Para evitar o aperto da TARRACHINHA(dança de origem angolana em que o homem e a mulher
ficam colados um no outro, e que está na moda em São Tomé), marcada para esta
terça-feira, ou seja, a vitória da moção de censura apresentada pelo
MLSTP/PSD, contra o governo de Patrice Trovoada, a inter partidária órgão
criado pelas três forças que assinaram em Fevereiro passado o acordo de
incidência parlamentar para sustentar o novo executivo, esteve reunido várias
vezes durante o último fim de semana, em busca de entendimento para ser maioria
e evitar a
queda do governo.
A sala de reuniões do Hotel Miramar, foi o palco escolhido
pela coligação MDFM/PCD e
ADI, para tentar entendimento e dizer ao país e ao mundo nesta terça-feira no
hemiciclo parlamentar, que o champanhe que abriram em Fevereiro passado na mesma
sala do hotel(foto confirma), para celebrar a coligação maioritária não foi apenas uma
grande brincadeira.
A mesma sala que viu Patrice Trovoada enquanto Secretário Geral da ADI,
João Costa Alegre enquanto Secretário Geral Adjunto do MDFM/PL e Albertino
Bragança na qualidade de Presidente do PCD, assinarem o acordo de incidência
parlamentar e garantirem ao mundo que estavam politicamente unidos até 2014,
registou nos últimos dias os sinais do divórcio, 3 meses depois do estoiro das
garrafas de champanhe que anunciavam o nascimento da nova coligação com 34
assentos num parlamento de 55 deputados.
Pelo que o Téla Nón apurou a tensão entre as forças que compõem o
governo está num nível irreversível. O governo liderado pelo partido que não
ganhou as eleições, provocou choques e abriu feridas de difícil cicatrização.

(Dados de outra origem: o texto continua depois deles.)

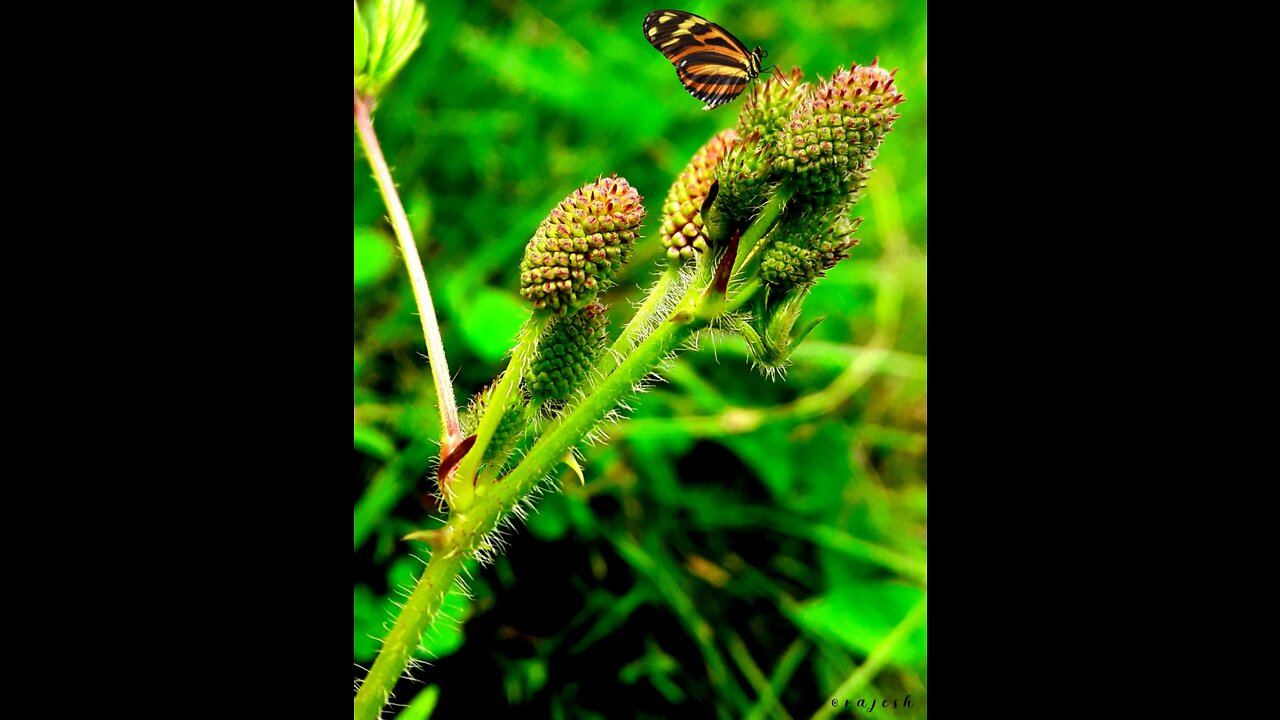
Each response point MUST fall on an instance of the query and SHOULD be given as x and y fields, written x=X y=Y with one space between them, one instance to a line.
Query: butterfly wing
x=712 y=64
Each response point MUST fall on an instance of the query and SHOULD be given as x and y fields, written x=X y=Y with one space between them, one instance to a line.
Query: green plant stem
x=469 y=529
x=451 y=429
x=859 y=678
x=414 y=620
x=749 y=246
x=645 y=317
x=460 y=490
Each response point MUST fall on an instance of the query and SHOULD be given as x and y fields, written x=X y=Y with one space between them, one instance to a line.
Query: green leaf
x=859 y=615
x=373 y=442
x=374 y=256
x=369 y=621
x=361 y=41
x=501 y=317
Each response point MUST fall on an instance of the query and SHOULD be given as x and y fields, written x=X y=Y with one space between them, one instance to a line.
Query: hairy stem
x=645 y=317
x=451 y=429
x=414 y=620
x=461 y=491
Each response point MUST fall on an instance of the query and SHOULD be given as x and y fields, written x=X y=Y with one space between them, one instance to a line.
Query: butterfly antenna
x=777 y=72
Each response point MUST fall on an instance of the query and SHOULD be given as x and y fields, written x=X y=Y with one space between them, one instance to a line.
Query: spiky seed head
x=681 y=213
x=567 y=352
x=767 y=110
x=579 y=249
x=807 y=246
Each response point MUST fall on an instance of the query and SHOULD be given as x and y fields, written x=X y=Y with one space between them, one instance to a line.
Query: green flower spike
x=772 y=338
x=808 y=247
x=746 y=174
x=767 y=110
x=581 y=245
x=835 y=132
x=681 y=213
x=567 y=352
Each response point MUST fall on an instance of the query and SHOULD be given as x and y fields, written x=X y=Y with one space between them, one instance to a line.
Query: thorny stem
x=461 y=491
x=416 y=616
x=451 y=429
x=472 y=529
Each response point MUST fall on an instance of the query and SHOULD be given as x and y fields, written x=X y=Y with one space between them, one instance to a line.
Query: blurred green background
x=740 y=546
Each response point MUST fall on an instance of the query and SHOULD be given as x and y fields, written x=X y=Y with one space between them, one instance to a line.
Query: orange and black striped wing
x=712 y=64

O afastamento da estrutura do executivo de personalidades que deram forma a
vitória da coligação MDFM-PCD nas eleições legislativas de 2006, nunca foi
bem aceite e segundo fonte do Téla Nón, terá chegado o momento da desforra
final. «Pelo que entendi Patrice Trovoada só poderá regressar ao poder por emanação
popular, ou seja, indo primeiro as urnas», afirmou a fonte do Téla Nón, que
tem acompanhado o debate da crise tri-partidária na sala de reuniões do hotel
Miramar.
A fonte disse também que a repartição de tachos no seio da coligação é
outra razão do desentendimento. Há um partido, a fonte não quis dizer o nome,
que se manifesta prejudicado com as opções de Patrice Trovoada na hora de
distribuir os tachos. A recente composição da administração do Banco
Central, é um exemplo, relatou a fonte do Téla Nón.

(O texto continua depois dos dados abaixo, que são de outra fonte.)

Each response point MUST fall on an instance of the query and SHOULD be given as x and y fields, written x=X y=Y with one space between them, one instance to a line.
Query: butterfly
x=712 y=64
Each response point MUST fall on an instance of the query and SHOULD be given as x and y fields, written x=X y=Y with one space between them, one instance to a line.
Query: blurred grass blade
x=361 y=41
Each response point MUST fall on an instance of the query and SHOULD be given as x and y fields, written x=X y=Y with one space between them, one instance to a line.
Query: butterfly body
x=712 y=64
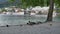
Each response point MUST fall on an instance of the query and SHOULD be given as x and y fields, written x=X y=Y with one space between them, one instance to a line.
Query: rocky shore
x=45 y=28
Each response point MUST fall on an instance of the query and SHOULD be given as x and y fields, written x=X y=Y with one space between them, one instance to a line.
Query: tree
x=50 y=13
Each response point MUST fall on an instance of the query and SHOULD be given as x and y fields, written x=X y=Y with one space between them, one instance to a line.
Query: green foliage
x=11 y=1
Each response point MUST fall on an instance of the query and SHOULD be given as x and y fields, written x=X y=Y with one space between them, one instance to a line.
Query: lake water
x=21 y=19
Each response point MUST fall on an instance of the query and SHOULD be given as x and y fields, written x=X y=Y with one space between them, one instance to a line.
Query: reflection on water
x=20 y=19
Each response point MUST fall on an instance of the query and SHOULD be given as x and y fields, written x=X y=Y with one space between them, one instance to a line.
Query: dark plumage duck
x=31 y=23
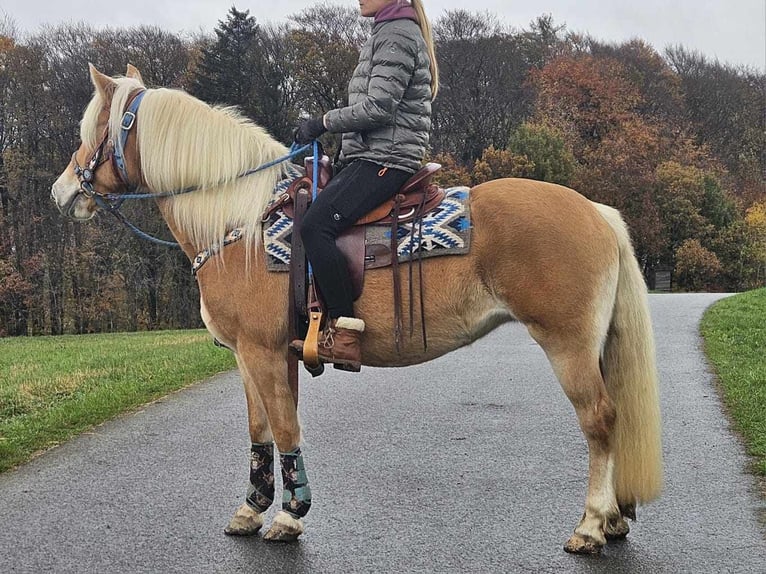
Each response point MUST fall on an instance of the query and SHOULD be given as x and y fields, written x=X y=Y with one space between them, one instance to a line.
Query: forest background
x=675 y=141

A fonte acrescenta para o Téla Nón, que
«Ninguém que tem o poder pode
entrega-lo de mão beijada a outro», declarou fazendo referência ao que pode
acontecer com a coligação tripartida no poder caso a moção de censura vença
no parlamento. O MLSTP/PSD que já tem toda a sua máquina lubrificada e
preparada para a corrida eleitoral, rapidamente será governo, uma vez que nem o
MDFM nem a ADI, estão estruturados para enfrentar imediatamente um embate
eleitoral. A fonte considerou o PCD como único partido da coligação que ainda
pode fazer alguma coisa, «porque a semelhança do MLSTP/PSD, no entanto com
menos fulgor, tem estado em contacto permanente com as suas bases», concluiu a
fonte.
Sem a inter-partidária
transpirar qualquer entendimento, pelo menos até o fecho desta edição o hemiciclo parlamentar prepara-se para a sessão de debate da
moção de censura. O Presidente da Assembleia Nacional, Francisco Silva, já disse que está
tudo a postos. A TARRACHINHA, está garantida para esta terça-feira. Pena é
que o Presidente da República Fradique de Menezes, está ausente do país e por
um período de 30 dias. Por isso não vai poder acompanhar em directo na TVS e
também na Rádio Nacional, a dança de sobrevivência do governo que ele criou,
ou então, a queda do mesmo executivo, ao som da TARRACHINHA de Rafael Branco, ao
que tudo indica o Chefe da Orquestra.